After completing the MVP phase development, we noticed the Spark Streaming functionality we actually used was relatively trivial. In the Spark Streaming job, we only:

  • Partitioned the batch of events by event name.
  • Encoded the data in ORC format.
  • And uploaded to an S3 bucket.

To mitigate the problems mentioned above, we tried re-implementing the features in our existing Golang processing service. Besides consuming the data and publishing to an S3 bucket, the transformation service also needed to deal with event partitioning and ORC encoding.

One key problem we addressed was implementing a robust event partitioner with a large write throughput and low read latency. Fortunately, Golang has a nice concurrent map package. To further reduce the lock contention, we added sharding.

We made the changes, deployed the service to production,and discovered our service was now memory-bound as we buffered data for 1 minute. We did thorough benchmarking and profiling on heap allocation to improve memory utilization. By iteratively reducing inefficiencies and contributing to a lower CPU consumption, we made our data transformation more efficient.

Performance

After revamping the system, the elapsed time for a single event to travel from the gateway to our dashboard is about 1 minute. We also fixed the data loss issue. Finally, we significantly reduced our on-call workload by removing Spark Streaming.

Validation

At this point, we had both our old and new pipelines running in parallel. After drastically improving our performance, we needed to confirm we still got the same end results. This was done by running a query against each of the pipelines and comparing the results. Both systems were registered to the same Presto cluster.
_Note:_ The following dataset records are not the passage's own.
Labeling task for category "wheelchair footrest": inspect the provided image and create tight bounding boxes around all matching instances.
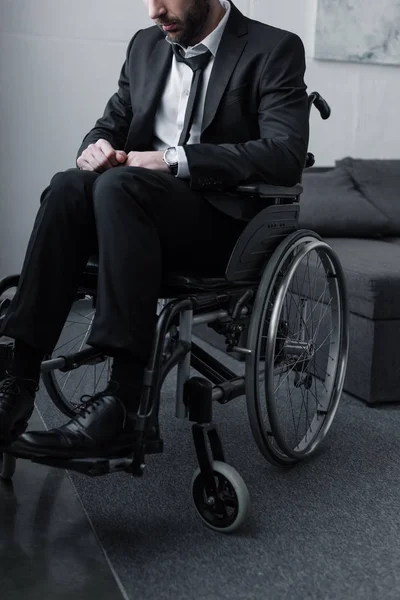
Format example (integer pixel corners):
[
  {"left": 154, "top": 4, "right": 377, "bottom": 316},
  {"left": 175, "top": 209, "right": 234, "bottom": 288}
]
[
  {"left": 30, "top": 456, "right": 133, "bottom": 477},
  {"left": 9, "top": 439, "right": 164, "bottom": 477}
]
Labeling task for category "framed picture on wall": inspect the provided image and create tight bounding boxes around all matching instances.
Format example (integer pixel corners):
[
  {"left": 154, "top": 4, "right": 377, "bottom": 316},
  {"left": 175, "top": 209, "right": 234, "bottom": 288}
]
[{"left": 315, "top": 0, "right": 400, "bottom": 65}]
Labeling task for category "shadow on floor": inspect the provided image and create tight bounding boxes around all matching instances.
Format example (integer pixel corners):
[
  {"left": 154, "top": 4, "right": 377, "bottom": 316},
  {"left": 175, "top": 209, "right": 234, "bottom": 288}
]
[{"left": 0, "top": 412, "right": 123, "bottom": 600}]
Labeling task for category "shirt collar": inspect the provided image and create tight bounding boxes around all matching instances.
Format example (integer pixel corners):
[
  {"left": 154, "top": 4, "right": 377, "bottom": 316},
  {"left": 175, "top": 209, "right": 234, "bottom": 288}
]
[{"left": 165, "top": 0, "right": 231, "bottom": 58}]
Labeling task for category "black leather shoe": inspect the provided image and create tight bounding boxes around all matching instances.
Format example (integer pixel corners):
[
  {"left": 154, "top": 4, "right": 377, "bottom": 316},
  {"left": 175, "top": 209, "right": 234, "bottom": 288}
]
[
  {"left": 0, "top": 375, "right": 38, "bottom": 449},
  {"left": 10, "top": 389, "right": 136, "bottom": 458}
]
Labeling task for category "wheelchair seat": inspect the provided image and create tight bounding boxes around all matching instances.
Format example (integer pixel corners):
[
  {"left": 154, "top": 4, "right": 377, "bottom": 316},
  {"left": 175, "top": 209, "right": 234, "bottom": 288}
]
[{"left": 82, "top": 184, "right": 303, "bottom": 298}]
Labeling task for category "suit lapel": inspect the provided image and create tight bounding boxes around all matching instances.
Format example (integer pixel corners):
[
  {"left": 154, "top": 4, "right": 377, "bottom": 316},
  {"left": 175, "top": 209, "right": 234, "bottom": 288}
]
[
  {"left": 125, "top": 38, "right": 173, "bottom": 148},
  {"left": 201, "top": 5, "right": 247, "bottom": 133},
  {"left": 125, "top": 4, "right": 247, "bottom": 150}
]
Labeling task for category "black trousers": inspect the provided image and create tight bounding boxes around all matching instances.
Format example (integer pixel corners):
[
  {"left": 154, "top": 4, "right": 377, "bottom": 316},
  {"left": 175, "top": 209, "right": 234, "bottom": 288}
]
[{"left": 0, "top": 166, "right": 245, "bottom": 362}]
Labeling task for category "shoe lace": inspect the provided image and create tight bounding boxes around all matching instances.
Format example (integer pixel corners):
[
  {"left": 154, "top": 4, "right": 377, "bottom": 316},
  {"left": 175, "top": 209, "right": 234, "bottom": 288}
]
[{"left": 76, "top": 387, "right": 127, "bottom": 428}]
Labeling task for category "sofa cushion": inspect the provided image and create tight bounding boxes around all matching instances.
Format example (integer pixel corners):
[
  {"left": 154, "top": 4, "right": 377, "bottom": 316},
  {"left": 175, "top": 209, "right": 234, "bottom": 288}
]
[
  {"left": 336, "top": 157, "right": 400, "bottom": 235},
  {"left": 325, "top": 238, "right": 400, "bottom": 320},
  {"left": 299, "top": 167, "right": 389, "bottom": 238}
]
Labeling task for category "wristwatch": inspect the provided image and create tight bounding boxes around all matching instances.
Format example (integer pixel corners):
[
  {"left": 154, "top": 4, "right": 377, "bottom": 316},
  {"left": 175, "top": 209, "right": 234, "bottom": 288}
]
[{"left": 163, "top": 147, "right": 178, "bottom": 175}]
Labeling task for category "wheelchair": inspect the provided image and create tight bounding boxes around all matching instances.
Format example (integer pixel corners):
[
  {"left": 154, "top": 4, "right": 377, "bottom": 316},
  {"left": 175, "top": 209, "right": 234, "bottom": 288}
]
[{"left": 0, "top": 92, "right": 348, "bottom": 533}]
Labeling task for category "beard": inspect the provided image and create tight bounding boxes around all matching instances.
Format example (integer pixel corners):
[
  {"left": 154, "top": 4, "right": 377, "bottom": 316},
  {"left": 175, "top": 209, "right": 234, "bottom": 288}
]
[{"left": 157, "top": 0, "right": 211, "bottom": 46}]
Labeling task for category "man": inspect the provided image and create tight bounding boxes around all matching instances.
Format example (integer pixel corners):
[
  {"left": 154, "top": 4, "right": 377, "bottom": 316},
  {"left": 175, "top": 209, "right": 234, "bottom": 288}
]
[{"left": 0, "top": 0, "right": 308, "bottom": 457}]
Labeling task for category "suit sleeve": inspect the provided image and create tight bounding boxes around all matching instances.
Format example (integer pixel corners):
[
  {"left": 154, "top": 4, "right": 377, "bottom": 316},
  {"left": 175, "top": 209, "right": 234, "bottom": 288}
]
[
  {"left": 185, "top": 33, "right": 309, "bottom": 190},
  {"left": 76, "top": 31, "right": 139, "bottom": 159}
]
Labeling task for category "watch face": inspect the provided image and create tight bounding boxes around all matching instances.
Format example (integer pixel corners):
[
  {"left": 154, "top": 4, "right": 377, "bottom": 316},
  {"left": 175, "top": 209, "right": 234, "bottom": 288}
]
[{"left": 165, "top": 148, "right": 178, "bottom": 165}]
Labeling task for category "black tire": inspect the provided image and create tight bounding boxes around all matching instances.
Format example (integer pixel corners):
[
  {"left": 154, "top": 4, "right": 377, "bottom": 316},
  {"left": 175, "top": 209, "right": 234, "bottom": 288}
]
[{"left": 246, "top": 230, "right": 348, "bottom": 467}]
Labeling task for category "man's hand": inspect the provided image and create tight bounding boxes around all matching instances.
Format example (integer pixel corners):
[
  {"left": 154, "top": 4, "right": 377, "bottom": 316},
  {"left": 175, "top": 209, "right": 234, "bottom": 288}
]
[
  {"left": 76, "top": 139, "right": 127, "bottom": 173},
  {"left": 125, "top": 151, "right": 169, "bottom": 173}
]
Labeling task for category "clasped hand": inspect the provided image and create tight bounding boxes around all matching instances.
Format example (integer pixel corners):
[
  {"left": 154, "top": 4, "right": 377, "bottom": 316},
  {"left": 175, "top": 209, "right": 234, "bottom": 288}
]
[{"left": 76, "top": 139, "right": 169, "bottom": 173}]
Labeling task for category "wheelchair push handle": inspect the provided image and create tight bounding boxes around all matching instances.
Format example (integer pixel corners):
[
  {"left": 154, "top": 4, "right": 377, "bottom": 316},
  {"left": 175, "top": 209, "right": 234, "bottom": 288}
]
[{"left": 308, "top": 92, "right": 332, "bottom": 121}]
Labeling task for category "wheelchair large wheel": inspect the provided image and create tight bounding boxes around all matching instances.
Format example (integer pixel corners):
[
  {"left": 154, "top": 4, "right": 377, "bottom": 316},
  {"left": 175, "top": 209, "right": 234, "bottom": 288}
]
[
  {"left": 42, "top": 296, "right": 111, "bottom": 417},
  {"left": 246, "top": 231, "right": 348, "bottom": 466}
]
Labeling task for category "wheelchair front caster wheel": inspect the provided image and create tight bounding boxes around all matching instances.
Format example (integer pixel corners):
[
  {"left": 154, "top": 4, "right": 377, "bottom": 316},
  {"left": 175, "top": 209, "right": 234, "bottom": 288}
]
[
  {"left": 0, "top": 452, "right": 17, "bottom": 481},
  {"left": 192, "top": 461, "right": 250, "bottom": 533}
]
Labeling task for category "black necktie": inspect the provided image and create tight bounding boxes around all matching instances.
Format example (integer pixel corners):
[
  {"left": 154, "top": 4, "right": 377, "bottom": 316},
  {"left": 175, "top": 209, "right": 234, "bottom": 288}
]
[{"left": 172, "top": 44, "right": 212, "bottom": 146}]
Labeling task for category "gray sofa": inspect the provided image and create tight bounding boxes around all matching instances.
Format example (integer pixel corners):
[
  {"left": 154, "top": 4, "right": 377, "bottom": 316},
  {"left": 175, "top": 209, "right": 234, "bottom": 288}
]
[{"left": 198, "top": 158, "right": 400, "bottom": 404}]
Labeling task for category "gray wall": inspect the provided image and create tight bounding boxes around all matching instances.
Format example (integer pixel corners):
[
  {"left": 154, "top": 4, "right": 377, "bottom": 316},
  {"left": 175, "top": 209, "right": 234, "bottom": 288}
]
[{"left": 0, "top": 0, "right": 400, "bottom": 277}]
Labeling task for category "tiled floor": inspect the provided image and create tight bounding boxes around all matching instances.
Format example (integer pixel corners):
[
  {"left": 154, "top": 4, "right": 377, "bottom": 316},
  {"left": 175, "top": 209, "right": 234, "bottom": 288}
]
[{"left": 0, "top": 413, "right": 123, "bottom": 600}]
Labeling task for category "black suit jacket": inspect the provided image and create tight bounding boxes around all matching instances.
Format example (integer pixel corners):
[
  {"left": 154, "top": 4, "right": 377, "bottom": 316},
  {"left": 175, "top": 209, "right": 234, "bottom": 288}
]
[{"left": 78, "top": 4, "right": 309, "bottom": 219}]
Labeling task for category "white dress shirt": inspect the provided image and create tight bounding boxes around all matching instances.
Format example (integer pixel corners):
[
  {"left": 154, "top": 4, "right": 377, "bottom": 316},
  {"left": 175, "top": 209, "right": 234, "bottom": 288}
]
[{"left": 153, "top": 0, "right": 231, "bottom": 178}]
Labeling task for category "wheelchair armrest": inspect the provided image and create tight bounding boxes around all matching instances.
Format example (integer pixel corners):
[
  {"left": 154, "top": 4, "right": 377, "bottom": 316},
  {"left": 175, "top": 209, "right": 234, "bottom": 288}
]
[{"left": 236, "top": 182, "right": 303, "bottom": 198}]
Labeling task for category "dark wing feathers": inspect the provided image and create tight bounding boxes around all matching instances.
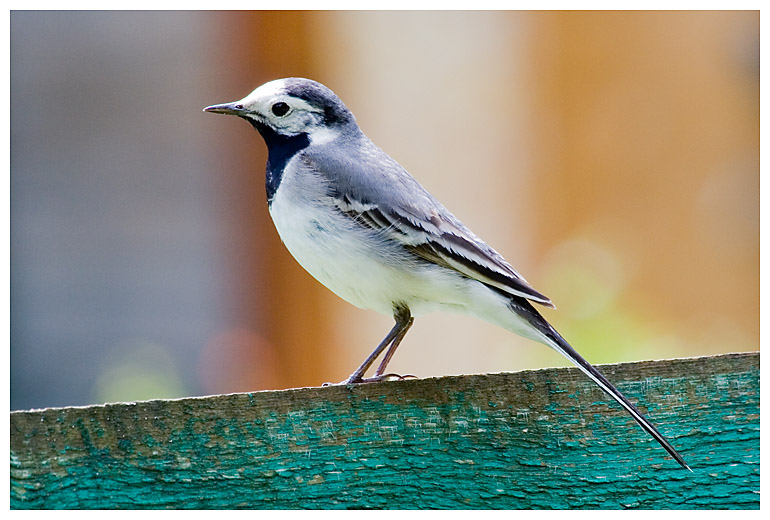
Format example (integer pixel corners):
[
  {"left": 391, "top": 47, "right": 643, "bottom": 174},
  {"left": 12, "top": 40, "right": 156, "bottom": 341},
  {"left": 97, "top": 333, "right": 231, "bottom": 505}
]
[
  {"left": 338, "top": 197, "right": 554, "bottom": 307},
  {"left": 303, "top": 134, "right": 554, "bottom": 307}
]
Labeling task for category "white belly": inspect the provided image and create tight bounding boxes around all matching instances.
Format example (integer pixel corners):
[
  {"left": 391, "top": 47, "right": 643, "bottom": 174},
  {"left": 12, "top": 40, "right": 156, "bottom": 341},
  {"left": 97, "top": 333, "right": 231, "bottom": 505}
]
[{"left": 270, "top": 186, "right": 467, "bottom": 316}]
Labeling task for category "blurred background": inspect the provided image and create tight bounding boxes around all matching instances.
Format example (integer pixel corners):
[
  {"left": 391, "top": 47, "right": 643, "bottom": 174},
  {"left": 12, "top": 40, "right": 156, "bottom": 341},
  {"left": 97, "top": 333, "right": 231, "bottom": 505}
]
[{"left": 10, "top": 11, "right": 759, "bottom": 409}]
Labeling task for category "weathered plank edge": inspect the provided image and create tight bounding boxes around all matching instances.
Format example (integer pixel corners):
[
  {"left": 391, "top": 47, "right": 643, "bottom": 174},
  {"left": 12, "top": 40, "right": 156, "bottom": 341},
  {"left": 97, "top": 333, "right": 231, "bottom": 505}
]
[
  {"left": 10, "top": 351, "right": 759, "bottom": 416},
  {"left": 11, "top": 352, "right": 759, "bottom": 508}
]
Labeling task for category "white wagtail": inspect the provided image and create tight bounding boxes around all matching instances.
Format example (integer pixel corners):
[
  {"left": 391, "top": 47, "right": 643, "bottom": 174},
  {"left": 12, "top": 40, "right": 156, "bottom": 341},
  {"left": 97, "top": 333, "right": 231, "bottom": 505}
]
[{"left": 204, "top": 78, "right": 690, "bottom": 469}]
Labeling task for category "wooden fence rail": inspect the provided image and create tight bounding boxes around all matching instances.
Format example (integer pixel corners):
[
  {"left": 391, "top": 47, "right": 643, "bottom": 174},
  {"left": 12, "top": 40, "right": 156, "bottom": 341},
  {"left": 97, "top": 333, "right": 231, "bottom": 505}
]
[{"left": 10, "top": 353, "right": 759, "bottom": 509}]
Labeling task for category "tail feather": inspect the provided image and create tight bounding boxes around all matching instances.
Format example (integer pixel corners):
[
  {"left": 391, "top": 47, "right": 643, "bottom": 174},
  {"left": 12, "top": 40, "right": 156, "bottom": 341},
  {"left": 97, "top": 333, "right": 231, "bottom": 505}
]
[{"left": 511, "top": 298, "right": 692, "bottom": 471}]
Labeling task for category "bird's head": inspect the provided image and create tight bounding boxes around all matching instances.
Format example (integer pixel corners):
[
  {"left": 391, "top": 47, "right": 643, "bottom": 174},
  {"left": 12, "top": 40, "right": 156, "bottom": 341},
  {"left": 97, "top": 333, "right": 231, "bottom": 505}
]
[{"left": 203, "top": 78, "right": 358, "bottom": 145}]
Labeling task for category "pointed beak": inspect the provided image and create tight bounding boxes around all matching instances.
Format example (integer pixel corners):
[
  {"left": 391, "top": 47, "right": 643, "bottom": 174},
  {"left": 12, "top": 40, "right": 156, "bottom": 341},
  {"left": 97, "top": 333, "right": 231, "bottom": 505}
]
[{"left": 203, "top": 101, "right": 246, "bottom": 116}]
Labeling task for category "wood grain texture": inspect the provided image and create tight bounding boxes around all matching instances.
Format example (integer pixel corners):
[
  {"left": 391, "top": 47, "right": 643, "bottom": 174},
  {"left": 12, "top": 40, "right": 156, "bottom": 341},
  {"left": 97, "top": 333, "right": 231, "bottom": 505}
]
[{"left": 10, "top": 353, "right": 759, "bottom": 509}]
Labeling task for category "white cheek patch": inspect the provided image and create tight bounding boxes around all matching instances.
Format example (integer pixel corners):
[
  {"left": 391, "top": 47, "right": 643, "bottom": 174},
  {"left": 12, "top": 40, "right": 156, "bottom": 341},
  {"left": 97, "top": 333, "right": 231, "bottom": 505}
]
[{"left": 308, "top": 126, "right": 339, "bottom": 144}]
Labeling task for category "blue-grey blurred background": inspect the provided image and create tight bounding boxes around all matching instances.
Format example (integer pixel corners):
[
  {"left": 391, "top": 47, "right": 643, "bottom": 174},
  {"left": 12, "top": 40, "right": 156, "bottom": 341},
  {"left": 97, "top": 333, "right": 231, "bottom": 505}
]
[{"left": 10, "top": 11, "right": 759, "bottom": 409}]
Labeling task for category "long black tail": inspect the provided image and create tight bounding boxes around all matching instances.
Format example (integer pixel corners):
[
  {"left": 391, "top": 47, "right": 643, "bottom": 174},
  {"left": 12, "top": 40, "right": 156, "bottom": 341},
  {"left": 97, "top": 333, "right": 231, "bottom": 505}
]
[{"left": 510, "top": 297, "right": 692, "bottom": 471}]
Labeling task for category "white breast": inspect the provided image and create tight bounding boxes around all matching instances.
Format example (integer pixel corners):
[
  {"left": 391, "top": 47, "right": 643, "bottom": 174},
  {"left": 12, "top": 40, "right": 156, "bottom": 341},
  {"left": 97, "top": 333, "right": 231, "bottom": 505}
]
[{"left": 270, "top": 158, "right": 474, "bottom": 316}]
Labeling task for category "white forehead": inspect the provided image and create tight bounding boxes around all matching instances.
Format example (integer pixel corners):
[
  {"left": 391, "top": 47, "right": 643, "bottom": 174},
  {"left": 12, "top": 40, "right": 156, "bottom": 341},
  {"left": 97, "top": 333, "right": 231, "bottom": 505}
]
[
  {"left": 243, "top": 79, "right": 286, "bottom": 101},
  {"left": 238, "top": 79, "right": 320, "bottom": 112}
]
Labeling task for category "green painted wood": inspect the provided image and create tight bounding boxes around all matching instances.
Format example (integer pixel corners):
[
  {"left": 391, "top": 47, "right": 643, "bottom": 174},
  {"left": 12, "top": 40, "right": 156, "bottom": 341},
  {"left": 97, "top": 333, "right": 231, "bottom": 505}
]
[{"left": 10, "top": 353, "right": 759, "bottom": 509}]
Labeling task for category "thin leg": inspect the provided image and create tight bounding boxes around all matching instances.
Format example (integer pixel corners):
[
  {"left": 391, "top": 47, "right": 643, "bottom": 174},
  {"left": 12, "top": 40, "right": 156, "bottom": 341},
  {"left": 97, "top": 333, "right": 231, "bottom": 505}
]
[
  {"left": 344, "top": 306, "right": 414, "bottom": 383},
  {"left": 374, "top": 316, "right": 414, "bottom": 378}
]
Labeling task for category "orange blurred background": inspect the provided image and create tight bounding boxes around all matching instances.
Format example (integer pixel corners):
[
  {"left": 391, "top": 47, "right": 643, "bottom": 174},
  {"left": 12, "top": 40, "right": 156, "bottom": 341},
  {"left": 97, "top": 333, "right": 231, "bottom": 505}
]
[{"left": 11, "top": 11, "right": 759, "bottom": 407}]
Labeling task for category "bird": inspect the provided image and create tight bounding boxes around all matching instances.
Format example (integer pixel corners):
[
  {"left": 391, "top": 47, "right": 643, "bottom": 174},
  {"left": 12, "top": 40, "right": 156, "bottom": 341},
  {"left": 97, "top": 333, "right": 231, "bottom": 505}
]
[{"left": 203, "top": 77, "right": 692, "bottom": 471}]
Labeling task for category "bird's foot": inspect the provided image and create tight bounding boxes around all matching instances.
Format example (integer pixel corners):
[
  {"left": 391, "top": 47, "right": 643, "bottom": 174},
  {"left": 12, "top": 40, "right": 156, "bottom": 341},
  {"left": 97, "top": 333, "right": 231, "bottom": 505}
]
[{"left": 321, "top": 374, "right": 417, "bottom": 386}]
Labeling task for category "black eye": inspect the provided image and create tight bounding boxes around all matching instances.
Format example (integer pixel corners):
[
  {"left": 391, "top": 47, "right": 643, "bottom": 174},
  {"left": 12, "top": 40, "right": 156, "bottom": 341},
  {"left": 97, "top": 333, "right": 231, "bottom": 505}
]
[{"left": 270, "top": 101, "right": 289, "bottom": 117}]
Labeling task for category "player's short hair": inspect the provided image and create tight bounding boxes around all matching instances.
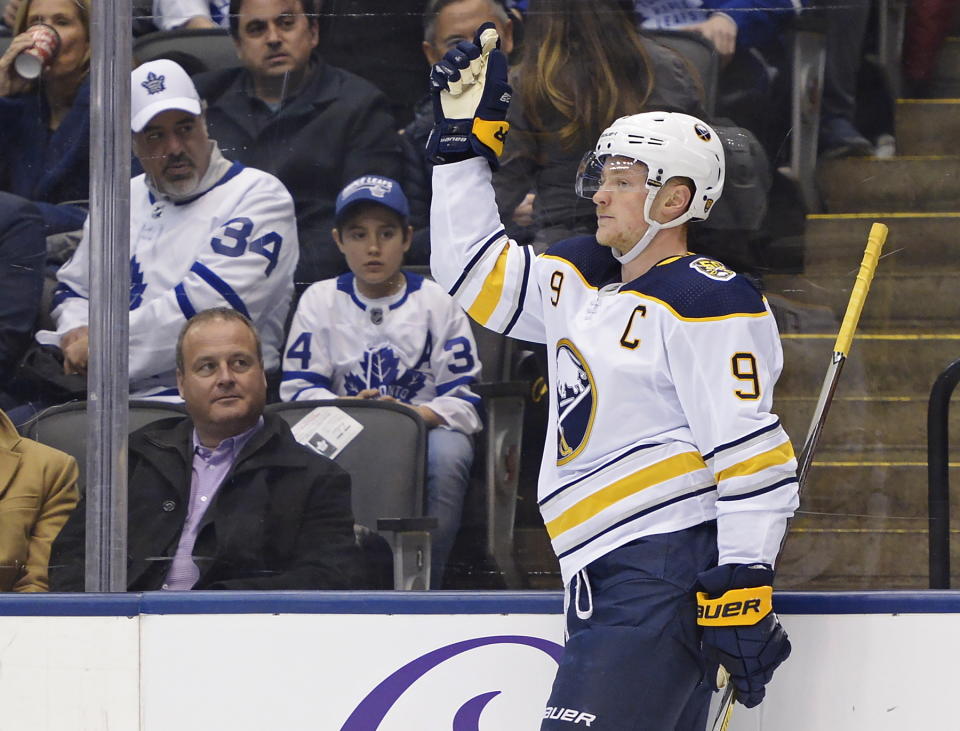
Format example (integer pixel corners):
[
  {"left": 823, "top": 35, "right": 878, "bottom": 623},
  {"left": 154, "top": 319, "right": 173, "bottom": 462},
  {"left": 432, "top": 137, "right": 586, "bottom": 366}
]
[
  {"left": 230, "top": 0, "right": 323, "bottom": 40},
  {"left": 177, "top": 307, "right": 263, "bottom": 373},
  {"left": 423, "top": 0, "right": 510, "bottom": 46}
]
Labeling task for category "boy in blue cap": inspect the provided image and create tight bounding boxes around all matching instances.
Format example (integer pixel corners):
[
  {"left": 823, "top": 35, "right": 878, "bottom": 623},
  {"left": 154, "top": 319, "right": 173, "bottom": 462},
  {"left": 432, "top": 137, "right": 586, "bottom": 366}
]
[{"left": 280, "top": 175, "right": 480, "bottom": 588}]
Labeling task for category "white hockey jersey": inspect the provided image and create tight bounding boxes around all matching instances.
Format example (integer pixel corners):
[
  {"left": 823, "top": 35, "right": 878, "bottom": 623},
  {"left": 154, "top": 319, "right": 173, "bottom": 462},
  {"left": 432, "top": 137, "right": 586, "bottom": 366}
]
[
  {"left": 280, "top": 272, "right": 480, "bottom": 434},
  {"left": 430, "top": 158, "right": 797, "bottom": 584},
  {"left": 153, "top": 0, "right": 230, "bottom": 30},
  {"left": 37, "top": 163, "right": 300, "bottom": 400}
]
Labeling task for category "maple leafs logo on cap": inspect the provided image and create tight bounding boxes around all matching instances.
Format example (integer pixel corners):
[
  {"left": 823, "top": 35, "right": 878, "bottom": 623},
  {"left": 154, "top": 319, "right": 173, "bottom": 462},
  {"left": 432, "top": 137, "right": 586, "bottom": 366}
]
[{"left": 140, "top": 71, "right": 167, "bottom": 94}]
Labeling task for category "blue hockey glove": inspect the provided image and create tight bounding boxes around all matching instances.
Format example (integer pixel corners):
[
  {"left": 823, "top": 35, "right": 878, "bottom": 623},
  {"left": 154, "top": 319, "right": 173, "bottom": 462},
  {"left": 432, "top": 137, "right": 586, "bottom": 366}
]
[
  {"left": 427, "top": 23, "right": 513, "bottom": 170},
  {"left": 697, "top": 564, "right": 790, "bottom": 708}
]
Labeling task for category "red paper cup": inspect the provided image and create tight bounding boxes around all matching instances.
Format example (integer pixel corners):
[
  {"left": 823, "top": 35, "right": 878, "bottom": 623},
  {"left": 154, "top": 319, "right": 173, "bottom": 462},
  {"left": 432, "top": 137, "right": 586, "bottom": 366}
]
[{"left": 13, "top": 23, "right": 60, "bottom": 79}]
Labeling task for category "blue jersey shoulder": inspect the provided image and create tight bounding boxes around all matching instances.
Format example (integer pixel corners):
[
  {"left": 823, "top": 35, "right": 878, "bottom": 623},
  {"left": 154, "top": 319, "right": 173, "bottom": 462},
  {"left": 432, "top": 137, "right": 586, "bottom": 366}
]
[
  {"left": 546, "top": 236, "right": 620, "bottom": 289},
  {"left": 623, "top": 255, "right": 766, "bottom": 319}
]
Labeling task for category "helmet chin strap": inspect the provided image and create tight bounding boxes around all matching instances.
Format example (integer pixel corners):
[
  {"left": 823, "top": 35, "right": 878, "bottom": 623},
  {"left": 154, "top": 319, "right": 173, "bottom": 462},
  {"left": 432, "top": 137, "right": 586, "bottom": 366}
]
[{"left": 613, "top": 226, "right": 663, "bottom": 264}]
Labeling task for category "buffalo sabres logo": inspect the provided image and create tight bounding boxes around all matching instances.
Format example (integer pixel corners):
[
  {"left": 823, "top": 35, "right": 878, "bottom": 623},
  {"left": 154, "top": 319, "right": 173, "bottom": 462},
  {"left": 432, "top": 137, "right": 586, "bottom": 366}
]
[
  {"left": 690, "top": 259, "right": 737, "bottom": 282},
  {"left": 140, "top": 71, "right": 167, "bottom": 95},
  {"left": 557, "top": 339, "right": 597, "bottom": 465}
]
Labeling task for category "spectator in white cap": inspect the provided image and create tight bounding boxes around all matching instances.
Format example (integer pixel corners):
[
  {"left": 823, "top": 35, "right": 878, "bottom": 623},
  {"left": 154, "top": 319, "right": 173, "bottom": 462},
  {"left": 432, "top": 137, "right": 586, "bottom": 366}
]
[{"left": 37, "top": 60, "right": 299, "bottom": 401}]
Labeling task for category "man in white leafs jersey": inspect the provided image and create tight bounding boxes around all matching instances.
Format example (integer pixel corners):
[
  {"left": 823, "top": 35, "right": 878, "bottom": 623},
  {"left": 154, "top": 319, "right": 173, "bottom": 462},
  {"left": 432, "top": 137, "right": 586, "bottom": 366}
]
[
  {"left": 280, "top": 175, "right": 480, "bottom": 588},
  {"left": 428, "top": 26, "right": 797, "bottom": 731},
  {"left": 37, "top": 60, "right": 299, "bottom": 401}
]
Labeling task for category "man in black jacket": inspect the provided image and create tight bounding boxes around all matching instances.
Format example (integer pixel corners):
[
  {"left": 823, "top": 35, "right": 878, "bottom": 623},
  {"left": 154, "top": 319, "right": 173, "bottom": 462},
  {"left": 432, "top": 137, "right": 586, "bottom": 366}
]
[
  {"left": 51, "top": 308, "right": 359, "bottom": 591},
  {"left": 0, "top": 192, "right": 47, "bottom": 409},
  {"left": 196, "top": 0, "right": 403, "bottom": 292}
]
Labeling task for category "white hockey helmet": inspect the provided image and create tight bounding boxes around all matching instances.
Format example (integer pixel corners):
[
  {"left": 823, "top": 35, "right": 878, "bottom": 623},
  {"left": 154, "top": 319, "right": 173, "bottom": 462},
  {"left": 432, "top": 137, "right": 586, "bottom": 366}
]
[{"left": 576, "top": 112, "right": 724, "bottom": 247}]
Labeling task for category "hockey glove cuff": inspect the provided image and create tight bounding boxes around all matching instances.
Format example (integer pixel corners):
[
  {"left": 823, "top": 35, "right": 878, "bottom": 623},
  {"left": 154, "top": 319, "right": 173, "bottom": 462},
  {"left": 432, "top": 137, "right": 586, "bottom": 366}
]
[
  {"left": 427, "top": 23, "right": 512, "bottom": 170},
  {"left": 697, "top": 564, "right": 790, "bottom": 708}
]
We ran two SQL “excerpts” between the two pipelines in different order. Both queries returned the same events, validating our new pipeline’s correctness.

select count(1) from ((
 select uuid, time from grab_x.realtime_new
 where event = 'app.metric1' and time between 1541734140 and 1541734200
) except (
 select uuid, time from grab_x.realtime_old
 where event = 'app.metric1' and time between 1541734140 and 1541734200
))

/* output: 0 */

Conclusions

Scaling a data ingestion system to handle hundreds of thousands of events per second was a non-trivial task. However, by iterating and constantly simplifying our overall architecture, we were able to efficiently ingest the data and drive down its lag to around one minute.

Spark Streaming was a great tool and gave us time to understand the problem. But, understanding what we actually needed to build and iteratively optimise the entire data pipeline led us to:

  • Replacing Spark Streaming with our new Golang-implemented pipeline.
  • Removing Avro encoding.
  • Removing an intermediary S3 step.

Differences between the old and new pipelines are:

Old Pipeline New Pipeline
Languages Python, Go Go
Stages 4 services 3 services
Conversions Protobuf → Avro → ORC Protobuf → ORC
Lag 4-13 min 1 min

Systems usually become more and more complex over time, leading to tech debt and decreased performance. In our case, starting with more steps in the data pipeline was actually the simple solution, since we could re-use existing tools. But as we reduced processing stages, we’ve also seen fewer failures. By simplifying the problem, we improved performance and decreased operational complexity. At the end of the day, our data pipeline solves exactly our problem and does nothing else, keeping things fast.